How about lowering the data transfer prices going out to the internet? $0.09/GB is a joke (and in poor taste).

  • samcrawford 4 years ago

    For what it's worth, we run "edge compute" with two separate mid-sized CDNs and pay about $0.005 per GB. This required a bit of negotiation, but has no minimum commitment and is on a monthly term. Yes, even lower fees can be had if you build your own infrastructure and pay for bandwidth on a CDR, but this is a fairly apples-for-apples case where we are not doing that.

    So yes, AWS, GCP, Azure bandwidth pricing is very high. Oracle is, amazingly, the outlier with lower bandwidth pricing.

    • thrtythreeforty 4 years ago

      Oracle has to compete somehow (they're a distant fourth in public cloud market share) and bandwidth pricing is an obvious place for them to try. It's compelling, but I don't know if it's compelling enough for a lot of people to be willing to give Oracle money...

  • judge2020 4 years ago

    I wouldn't be surprised if data transfer fees as a percentage of their total revenue account for >10%. As long as GCP (standard tier 0.085) and Azure (0.08 non-MS-backhaul standard routing) don't charge extremely lower rates, it's not beneficial to lower their rate.

  • srcno 4 years ago

    How about the price of EBS volumes as well? I believe the price for gp2 has been $0.10/GB (USE1) since 2014 and gp3 only reduced the price slightly.
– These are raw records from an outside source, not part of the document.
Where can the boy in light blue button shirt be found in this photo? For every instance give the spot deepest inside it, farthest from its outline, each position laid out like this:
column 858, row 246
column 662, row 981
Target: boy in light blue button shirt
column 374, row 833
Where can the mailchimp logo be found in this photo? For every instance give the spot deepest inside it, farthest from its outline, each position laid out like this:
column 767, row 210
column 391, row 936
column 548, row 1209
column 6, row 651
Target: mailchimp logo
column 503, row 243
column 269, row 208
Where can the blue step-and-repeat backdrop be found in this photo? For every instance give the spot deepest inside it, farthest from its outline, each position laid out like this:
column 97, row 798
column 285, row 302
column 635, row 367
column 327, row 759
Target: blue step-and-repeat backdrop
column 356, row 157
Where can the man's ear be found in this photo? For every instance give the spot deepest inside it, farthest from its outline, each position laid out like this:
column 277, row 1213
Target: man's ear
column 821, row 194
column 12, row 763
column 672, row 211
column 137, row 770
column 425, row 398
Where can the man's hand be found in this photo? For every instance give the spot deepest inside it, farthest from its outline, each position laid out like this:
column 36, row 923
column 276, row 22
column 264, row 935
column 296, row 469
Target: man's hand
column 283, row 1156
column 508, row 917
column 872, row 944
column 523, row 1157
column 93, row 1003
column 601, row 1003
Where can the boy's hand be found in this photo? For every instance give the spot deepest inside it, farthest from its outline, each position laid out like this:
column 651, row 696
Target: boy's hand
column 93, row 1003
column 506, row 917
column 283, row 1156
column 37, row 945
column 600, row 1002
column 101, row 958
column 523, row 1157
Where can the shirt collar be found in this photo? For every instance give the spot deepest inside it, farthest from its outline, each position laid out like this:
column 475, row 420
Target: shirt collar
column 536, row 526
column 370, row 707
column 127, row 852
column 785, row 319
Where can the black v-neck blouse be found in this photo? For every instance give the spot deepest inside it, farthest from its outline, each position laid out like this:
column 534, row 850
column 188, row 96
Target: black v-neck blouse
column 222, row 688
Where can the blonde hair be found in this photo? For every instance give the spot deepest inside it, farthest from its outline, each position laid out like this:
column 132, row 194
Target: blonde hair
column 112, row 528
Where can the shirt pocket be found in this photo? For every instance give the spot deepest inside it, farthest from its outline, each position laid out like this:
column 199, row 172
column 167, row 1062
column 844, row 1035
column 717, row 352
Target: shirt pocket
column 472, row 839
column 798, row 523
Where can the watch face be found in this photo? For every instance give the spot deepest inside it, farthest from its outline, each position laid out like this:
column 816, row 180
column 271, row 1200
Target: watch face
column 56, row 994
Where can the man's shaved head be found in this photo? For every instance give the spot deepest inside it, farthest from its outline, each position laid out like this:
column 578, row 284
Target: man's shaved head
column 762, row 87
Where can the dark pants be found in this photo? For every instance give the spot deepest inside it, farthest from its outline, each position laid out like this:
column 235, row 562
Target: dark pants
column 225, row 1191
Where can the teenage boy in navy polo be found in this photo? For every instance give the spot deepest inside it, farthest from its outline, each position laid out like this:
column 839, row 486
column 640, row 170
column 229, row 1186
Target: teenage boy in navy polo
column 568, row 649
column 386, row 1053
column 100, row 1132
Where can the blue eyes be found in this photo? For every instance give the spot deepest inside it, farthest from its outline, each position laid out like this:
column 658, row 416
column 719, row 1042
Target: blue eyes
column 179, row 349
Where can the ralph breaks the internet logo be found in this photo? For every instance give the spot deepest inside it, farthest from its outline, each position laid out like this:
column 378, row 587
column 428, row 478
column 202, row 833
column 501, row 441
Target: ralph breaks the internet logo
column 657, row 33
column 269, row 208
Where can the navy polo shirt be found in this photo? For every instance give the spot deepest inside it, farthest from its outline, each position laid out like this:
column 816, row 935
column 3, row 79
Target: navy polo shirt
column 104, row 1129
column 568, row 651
    • techdragon 4 years ago

      I always assumed that when they stop dropping the price of older instance types, storage types and other such things, that’s their subtle way of encouraging both new and existing users to chose or migrate to the newer ones in order to not just get the new features but to obtain the cost savings.

nodesocket 4 years ago

How about lowering the price of an essential service NAT gateway? Each NAT gateway is $33 per month (without bandwidth charges) and generally if you want to be HA you need one NAT gateway per AZ.

  • RexM 4 years ago

    I agree. Why is this an hourly charge? Same for endpoints in a private subnet.

    Are there actual compute resources necessary to make endpoints and nat gateways work?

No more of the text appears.